In this episode, I dive deeply into one of my life’s most potent stories, The Woman of the Sea. I share my explorations from my book Love Lies Beneath: How reclaiming my Soul through Story became the secret to healing my Heart. I highly recommend listening to Episode 22 Woman of the Sea to refresh your own connections to this tale.
Subscribe to this podcast at Apple Podcasts, Stitcher, iHeart Radio, Spotify, Google Podcasts, Amazon Music, and many more.
My book, Love Lies Beneath: How Reclaiming My Soul Through Story Became The Secret To Healing My Heart is available in paperback and as a Kindle at Amazon.
Exploring Woman of the Sea
From the moment I read this story, I fell in love with it. It spoke to me so deeply. Over time, my understanding of what it was saying to me and for me, coalesced.
What first moved me was wordless and deep, like the fairy places in the sea themselves. Then over time, my awareness and ability to articulate the gifts of this tale took shape and glowed with the promise of those peat embers in the Hearth. I was transfixed and have never lost my wonder of it.
For a long time, I thought this was a story about my wild nature and being domesticated by ordinary life. I related to it as a female who had been told to meet others’ needs and do what was expected of me. I saw that I, myself, was also the farmer, holding my wild nature hostage in the service of the mundane. A part of me was captivated by my wild nature and did not mind abducting it to benefit from partnering with it.
And yet, in captivity, my wild nature could not produce those magical, wondrous experiences that are only found deep down in the fairy places that are as warm as a river in summer. I could not swim with the Selkies, dive deep, and delight in my sleekness and speed in moving through the water.
I kept my wild nature tethered to be a good wife to that part of me that is ignorant of what it is to be a fairy, wild and free, ready and willing to dance with joy at the full moon in midsummer. To risk taking off my skin to feel the ocean breeze and the sand beneath my feet. To sing and dance in unity and celebration with my wild family.
And then there are my children. They are part ordinary, part fairy. My sealskin is returned to me because they are out playing, laughing, and shrieking among the haystacks. I love them very much. It turns out that I do not love staying with them more than I love returning to my wild self. And yet, as my wild self, I can visit them and share the treasures and delights of the sea. I don’t have to abandon them completely.
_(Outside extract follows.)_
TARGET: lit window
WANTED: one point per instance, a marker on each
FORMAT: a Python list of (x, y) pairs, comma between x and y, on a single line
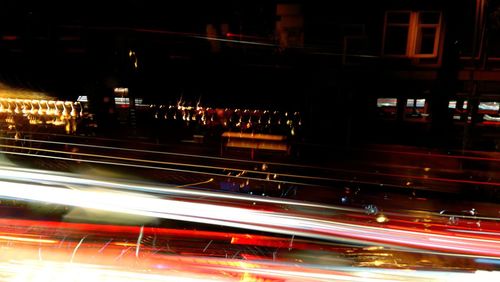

It is just that I will never again return to the land and any possibility of being captured again.
A long time ago, I locked away my sealskin. At least the farmer part of me did. He was well-intentioned, to be sure. Unfortunately, he ignored my tears and my pleas to be set free and for my sealskin to be returned. There was hay to be made, sheep to be sheared, bread to be baked, and chickens to be fed.
My Selkie, my wild nature, could do all those things, although what she was born for was to dive down deep into the sea and explore the enchanted places found there. She was made to be sleek and fast. Her place among her people was assured, and it enriched her. It was her mere presence in all their adventures that gave her life meaning and value.
This is so different from her place with the farmer. In the land of the ordinary, there are tasks and chores. Worth comes through work. There is love, to be sure, but it is not unrestrained and wildly free. During my entire captivity, we both are aware of my sealskin and how I will act if I ever recover it. We choose never to speak of it even though it is present in every moment between us.
My sealskin is my willingness to say yes to my true nature, my wild self. Once I find it, nothing will hold me back from my return to my home in the sea. I love this version of the traditional Scottish tale because there is a pause, a breath, where it seems that the woman of the sea might actually walk back into the house and resume her dutiful life. This speaks to the effects of the length of my submission to the restraints of mundane life.
Like a hostage, I had developed some attachments to my inner captor. I had children with him. I could feel the tangible products of my work in the bread and the yarn. There was a risk in leaving that behind and returning to my original, wild self. Being untethered always feels risky, especially if you have forgotten how.
It is the sound of the ocean that completes my re-awakening. Those waves crashing on the rocks and racing up the shore, reignite my instincts. I had buried them as a way of coping with my captivity, and now they could be set free.